We managed to keep them apart by the skin of our teeth. But then we were all ready to pound Axl anyway, so it would’ve been no contest.
Skid Row supported Bon Jovi for eight months on their first ever tour. They were getting bigger and bigger and tensions were high. One night, Sebastian said something on stage. Me and Jon were in the dressing room, and Jon took offence to it and was waiting for Sebastian when he came off stage. They stood toe-to-toe and Jon held his ground. And, considering he was giving weight and height away, he didn’t do so bad.
We dragged him away and that was that. It was exciting stuff and livened the tour up a bit [laughs]. Jon went on to do the best show of his life that night. The next night we bushwhacked Skid Row on stage, held them down and gaffa-taped them to chairs, so we got our own back.
Working with Cher was the best job I’ve ever had. She’s just a special person. And still is, in and out of music. She’s probably the nicest person and most genuine person I’ve ever met, and the most talented too. When I first met her it was in a famous restaurant in Chicago called Gene And Georgetti’s. She was just starting to go out with Richie Sambora. They had a private room, and they came down and Richie introduced me as Reggie Kray; me and Jon used to book ourselves into hotels as Reggie and Ronnie.

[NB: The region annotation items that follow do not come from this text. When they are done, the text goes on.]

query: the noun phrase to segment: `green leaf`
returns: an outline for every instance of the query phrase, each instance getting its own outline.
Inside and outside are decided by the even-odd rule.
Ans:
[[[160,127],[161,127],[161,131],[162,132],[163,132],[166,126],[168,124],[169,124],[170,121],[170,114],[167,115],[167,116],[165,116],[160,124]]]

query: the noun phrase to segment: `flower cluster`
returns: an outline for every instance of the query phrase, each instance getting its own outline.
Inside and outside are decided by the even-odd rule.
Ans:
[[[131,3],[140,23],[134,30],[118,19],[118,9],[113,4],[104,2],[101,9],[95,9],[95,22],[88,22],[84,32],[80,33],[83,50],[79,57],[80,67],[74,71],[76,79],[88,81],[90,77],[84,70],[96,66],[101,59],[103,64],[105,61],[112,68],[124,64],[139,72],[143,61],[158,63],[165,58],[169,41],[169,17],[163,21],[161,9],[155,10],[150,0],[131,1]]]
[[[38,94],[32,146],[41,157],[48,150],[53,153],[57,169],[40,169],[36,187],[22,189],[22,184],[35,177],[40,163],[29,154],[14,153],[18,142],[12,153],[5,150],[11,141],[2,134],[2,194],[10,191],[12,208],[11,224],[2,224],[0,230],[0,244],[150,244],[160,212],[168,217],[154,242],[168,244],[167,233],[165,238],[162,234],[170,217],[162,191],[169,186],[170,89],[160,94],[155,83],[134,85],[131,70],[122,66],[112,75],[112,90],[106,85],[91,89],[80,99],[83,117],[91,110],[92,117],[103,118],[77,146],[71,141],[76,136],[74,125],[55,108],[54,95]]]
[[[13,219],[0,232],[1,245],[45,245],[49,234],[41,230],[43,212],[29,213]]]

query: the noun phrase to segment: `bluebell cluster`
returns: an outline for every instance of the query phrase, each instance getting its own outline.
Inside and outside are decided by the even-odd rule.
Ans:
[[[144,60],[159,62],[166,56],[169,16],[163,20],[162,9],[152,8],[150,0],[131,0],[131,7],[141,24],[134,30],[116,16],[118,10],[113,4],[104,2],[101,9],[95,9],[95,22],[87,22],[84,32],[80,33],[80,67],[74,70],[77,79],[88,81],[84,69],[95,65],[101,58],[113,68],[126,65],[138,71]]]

And Cher said: “I’m glad you’re Reggie and not Ronnie!” She’d done her homework and knew all about them. I ended up living with Cher on a beach in Malibu for three years, so we got very close. And we’re still friends today.
Gene Simmons and Paul Stanley are total professionals. They’re always up before everybody else and they work their arses off, even at their age. That’s why they’re still around and 90 per cent of the other bands from that era are not. They never have an off night. They always come out of the dressing room and give 100 per cent – and they ain’t just sitting on stools and playing the guitar, like Sting. They’re flying up in the air, they’re breathing fire, they spit blood…

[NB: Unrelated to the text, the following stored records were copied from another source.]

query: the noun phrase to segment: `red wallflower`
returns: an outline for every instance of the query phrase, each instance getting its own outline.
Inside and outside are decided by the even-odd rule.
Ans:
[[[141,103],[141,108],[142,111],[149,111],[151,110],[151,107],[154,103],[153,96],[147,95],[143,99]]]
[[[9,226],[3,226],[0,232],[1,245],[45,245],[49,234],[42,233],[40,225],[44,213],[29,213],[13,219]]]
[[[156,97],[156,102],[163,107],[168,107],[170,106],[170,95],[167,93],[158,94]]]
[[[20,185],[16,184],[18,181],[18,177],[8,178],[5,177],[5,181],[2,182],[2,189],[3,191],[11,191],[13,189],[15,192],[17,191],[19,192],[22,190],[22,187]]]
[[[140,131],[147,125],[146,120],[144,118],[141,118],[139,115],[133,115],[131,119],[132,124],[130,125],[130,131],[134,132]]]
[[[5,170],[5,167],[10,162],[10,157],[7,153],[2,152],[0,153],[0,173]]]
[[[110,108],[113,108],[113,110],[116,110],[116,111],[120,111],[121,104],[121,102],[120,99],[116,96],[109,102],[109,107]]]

When Kiss did the reunion tour in 1996 with the original line-up, Ace and Peter were the total opposite of Gene and Paul. They were totally unprofessional and not very nice people to be around. If you could counteract that with, ‘Oh, he’s a great guitarist!’ or ‘He’s a great drummer!’ it wouldn’t have been so bad, but you couldn’t even do that.

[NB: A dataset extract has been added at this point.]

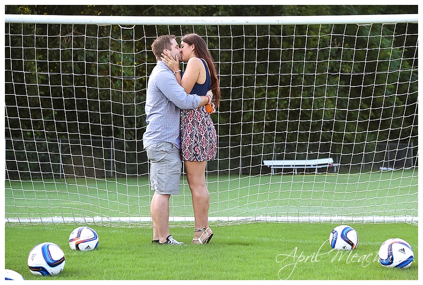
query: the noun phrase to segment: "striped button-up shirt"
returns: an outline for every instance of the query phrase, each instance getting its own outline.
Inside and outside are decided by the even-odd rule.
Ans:
[[[142,136],[144,148],[165,142],[181,149],[181,109],[195,109],[201,101],[199,96],[187,94],[172,71],[158,61],[150,75],[147,87],[147,128]]]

We went to see The Who during that tour and [The Who’s manager] Bill Curbishley grabbed hold of me and said: “I want you to see something…” And he made me watch John Entwistle’s bass solo. It was outrageous. So then we made Bill come to see Kiss and we made him watch Peter’s drum solo. Bill watched him for a minute and then said: “Get me a policeman. I want him arrested for impersonating a drummer.”
Danny's new book ‘Roll With The Punches’ will be published in spring 2023.